Importa destacar a construção de uma carga simbólica negativa em torno da prostituição, sendo o trabalhador sexual agregado ao grupo definido como “grupos de risco”, ao lado dos homossexuais ou ainda dos consumidores de drogas, enquanto que na minha perspectiva estes constituem “grupos em risco”, uma vez que estão sujeitos a múltiplas vulnerabilidades. O trabalhador sexual tem visto a sua própria identidade social marcada, “manchada” por uma chuva de preconceitos e estereótipos, sendo reduzido à condição de transgressor das normas e regras de ordem social. Não estaria na origem dessa construção social a necessidade de encontrar um culpado para determinados problemas de ordem moral e social, nomeadamente culpar as mulheres da traição dos maridos infiéis que recorrem a esses serviços? De facto, tem-se desenvolvido um estigma relativamente à essa prática e uma discriminação quanto ao trabalhador sexual, o qual era e ainda é responsabilizado pela transmissão de doenças sexuais, pela degradação física e moral dos homens e, consequentemente, pela destruição de lares.
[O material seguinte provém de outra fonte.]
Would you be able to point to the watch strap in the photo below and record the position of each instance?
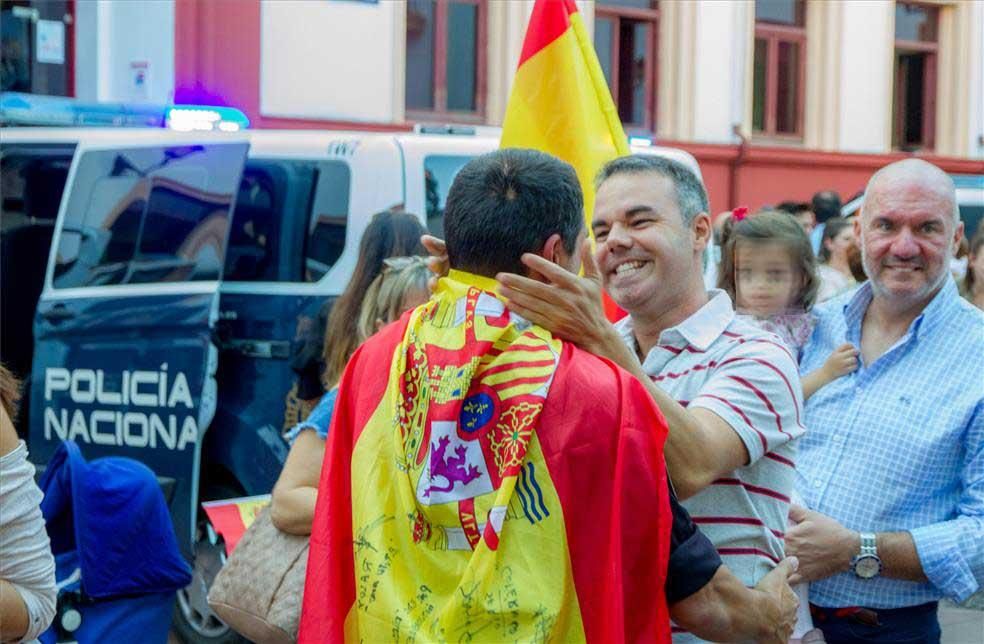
(869, 544)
Considero fundamental chamar atenção para a subjectividade que caracteriza a perspectiva da nossa sociedade actual bem das gerações anteriores, as quais focalizam a sua atenção principalmente nas doenças sexualmente transmissíveis, não olhando para outros problemas que podem surgir associados a essa prática. De facto, o trabalhador sexual corre diversos riscos, nomeadamente associados ao risco de sofrer violência por parte dos clientes, dos proxenetas, da comunidade em geral ou ainda das autoridades policiais, fazendo com que o mundo da prostituição ficasse bastante desprotegido. Quem da nossa sociedade olha para os trabalhadores do sexo dessa forma? Quem na sociedade se preocupa mais com a segurança dessas pessoas do que com os ditos danos que elas causam?
A legalização da prostituição surge como uma resposta para o vasto leque de situações problemáticas que afectam a vida da sociedade em geral e dos trabalhadores do sexo em particular. De facto, a legalização dessa prática representaria o culminar de uma luta pela conquista dos direitos civis e políticos dessas pessoas, e pela reinvidicação do direito de exercer a profissão em condições dignas, com a garantia de direitos e o cumprimento de deveres. Penso que seja necessário legalizar essa actividade não só pelo facto de um trabalho merecer salário, direitos e deveres, mas também pelo facto de a legalização constituir um elemento chave para a eliminação de barreiras colocadas no caminho dos trabalhadores do sexo. De facto, as dificuldades associadas à integração na comunidade, ao acesso a serviços de saúde, a apoios sociais ou ainda os actos de violência, a estigmatização e rejeição social desapareceriam ou pelos menos atenuar-se-iam com a legalização, tornando a vida dos trabalhadores sexuais menos penosa e mais harmoniosa e segura, sendo um direito ao qual todo e qualquer pessoa beneficia. Esse é o olhar que tenho sobre esse mundo, olhar o qual espero que venha a ser o da nossa sociedade.